A estância equivaleria, mais ou menos, aos atuais bairros:
+ Bom Fim;
+ Centro;
+ Cidade Baixa;
+ Moinhos de Vento;
+ Navegantes e
+ Passo d’Areia.

Fonte: “Viva o Centro a Pé”, Secretaria Municipal de Cultura de Porto Alegre, 2014.

Leonardo Brocker disse...

+++ O Calçamento da Rua da Praia +++

Ele fica entre as ruas Marechal Floriano e Dr. Flores.
E inicialmente, tinha uma calha central.
Para ela, inclinavam-se as calçadas laterais.
Em 1860, introduziu-se o sistema de pista abaulada.
Com as sarjetas junto ao meio-fio.
E o calçamento com pedras irregulares.

Em 1923, José Montaury modificou a pavimentação.
Ele implantou o granito regular de duas cores.

Em 1989, o município tombou o calçamento.

Fonte: “Viva o Centro a Pé”, Secretaria Municipal de Cultura de Porto Alegre, 2014.

Leonardo Brocker disse...

+++ Saint-Hilaire e o Anfiteatro +++

Auguste de Saint-Hilaire usou uma curiosa metáfora.
O cronista passou por Porto Alegre em 1820 e disse:
“A cidade se eleva em anfitetro, sobre um dos lados da colina”.

Podemos ver Porto Alegre como um anfiteatro natural.
O palco seria o Lago Guaíba.
E ao fundo, o horizonte. O norte geográfico.
A Rua da Praia seria a primeira fila da plateia.
E a última, a Rua da Igreja, atual Duque de Caxias.

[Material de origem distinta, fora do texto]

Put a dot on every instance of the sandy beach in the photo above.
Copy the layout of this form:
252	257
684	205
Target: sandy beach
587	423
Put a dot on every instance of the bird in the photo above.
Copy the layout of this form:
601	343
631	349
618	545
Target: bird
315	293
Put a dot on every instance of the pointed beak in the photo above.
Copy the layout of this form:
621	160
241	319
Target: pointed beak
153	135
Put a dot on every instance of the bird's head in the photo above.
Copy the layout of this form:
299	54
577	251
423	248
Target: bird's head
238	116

Fonte: “Viva o Centro a Pé”, Secretaria Municipal de Cultura de Porto Alegre, 2014.

Leonardo Brocker disse...

+++ Rua da Praia no Fim do Século XIX +++

Em 1897, publicou-se a novela “Estrychnina”.
Texto de Souza Lobo, Mário Totta e Pauulino Azurenha.
A novela descrevia a Rua da Praia na virada do século.
Na época, um cenário de novidades.
Uma marca da cidade grande que Porto Alegre queria ser.
Da vida social, em torno da Praça da Alfândega.
E da democrática convivência entre pessoas de distintas classes.

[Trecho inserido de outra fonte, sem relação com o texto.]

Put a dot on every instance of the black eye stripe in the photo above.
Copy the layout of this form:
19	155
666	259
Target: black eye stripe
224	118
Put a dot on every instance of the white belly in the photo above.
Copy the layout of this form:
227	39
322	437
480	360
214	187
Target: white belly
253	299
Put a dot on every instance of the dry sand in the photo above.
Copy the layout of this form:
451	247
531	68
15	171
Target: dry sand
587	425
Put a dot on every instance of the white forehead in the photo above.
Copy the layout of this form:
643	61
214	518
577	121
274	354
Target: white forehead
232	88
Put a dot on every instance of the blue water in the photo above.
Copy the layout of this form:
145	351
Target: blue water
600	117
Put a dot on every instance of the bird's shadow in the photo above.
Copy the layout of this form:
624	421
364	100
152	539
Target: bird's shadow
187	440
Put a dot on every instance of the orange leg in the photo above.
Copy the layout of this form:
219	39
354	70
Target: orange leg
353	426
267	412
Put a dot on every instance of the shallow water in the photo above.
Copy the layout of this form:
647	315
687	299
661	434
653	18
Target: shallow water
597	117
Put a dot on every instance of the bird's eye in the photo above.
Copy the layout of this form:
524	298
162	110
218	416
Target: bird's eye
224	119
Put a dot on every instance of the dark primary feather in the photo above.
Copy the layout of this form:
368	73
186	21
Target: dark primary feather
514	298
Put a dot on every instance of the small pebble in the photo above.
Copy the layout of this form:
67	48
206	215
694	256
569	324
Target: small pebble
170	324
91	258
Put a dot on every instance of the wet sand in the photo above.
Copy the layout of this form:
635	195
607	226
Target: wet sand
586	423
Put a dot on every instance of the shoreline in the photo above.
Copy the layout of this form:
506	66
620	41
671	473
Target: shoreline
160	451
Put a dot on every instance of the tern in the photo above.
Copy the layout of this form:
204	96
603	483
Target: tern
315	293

Nesta rua, localizava-se, também, o comércio mais sofisticado.
Joalherias, lojas de tecidos finos, luvas, chapéus, porcelanas.
Assim como as livrarias e as papelarias.

Fonte: “Viva o Centro a Pé”, Secretaria Municipal de Cultura de Porto Alegre, 2014.

Leonardo Brocker disse...

+++ Rua da Praia e a Cultura Pública +++

A Rua da Praia sempre foi a rua comercial por excelência.
Por décadas, foi passarela social, política e cultural da cidade.
Era estreita a ligação com o jornalismo e a boêmia.
Ali, situava-se o espaço de experiências urbanas.
E de atuação profissional de um grupo de letrados.
Uma região que reunia bares, cafés, restaurantes.
Cinemas, clubes, hotéis e casas comerciais.
Além de repartições públicas, redações de jornais, livrarias.
Onde trabalhavam artistas, escritores, músicos e jornalistas.

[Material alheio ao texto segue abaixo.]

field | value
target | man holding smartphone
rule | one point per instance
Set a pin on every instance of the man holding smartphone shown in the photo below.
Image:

Fonte: “Viva o Centro a Pé”, Secretaria Municipal de Cultura de Porto Alegre, 2014.

Leonardo Brocker disse...

+++ Ruas de Porto Alegre com Mais de Um Nome +++

+ 24 de Outubro: Caminho dos Anjos;
+ 24 de Outubro: Estrada da Aldeia;
+ 24 de Outubro: Estrada dos Moinhos de Vento;
+ Andradas: Rua da Graça ou Rua da Praia;
+ Caldas Jr: Beco do Inácio, Beco do Quebra Costas ou Beco do Fanha;
+ Duque de Caxias: Rua Formosa, Rua da Igreja ou Rua do Hospital;
+ General Bento Martins: Beco do Jogo de Bola;
+ General Bento Martins: Beco dos Nabos a Doze;
+ General Bento Martins: Beco dos Pecados Mortais;
+ General Canabarro: Beco do Pedro Mandinga ou Rua Direita;
+ Independência: Caminho dos Anjos;
+ Independência: Estrada da Aldeia;
+ Independência: Estrada dos Moinhos de Vento;
+ Riachuelo: Rua da Ponte ou Rua do Cotovelo.

Fonte: “Viva o Centro a Pé”, Secretaria Municipal de Cultura de Porto Alegre, 2014.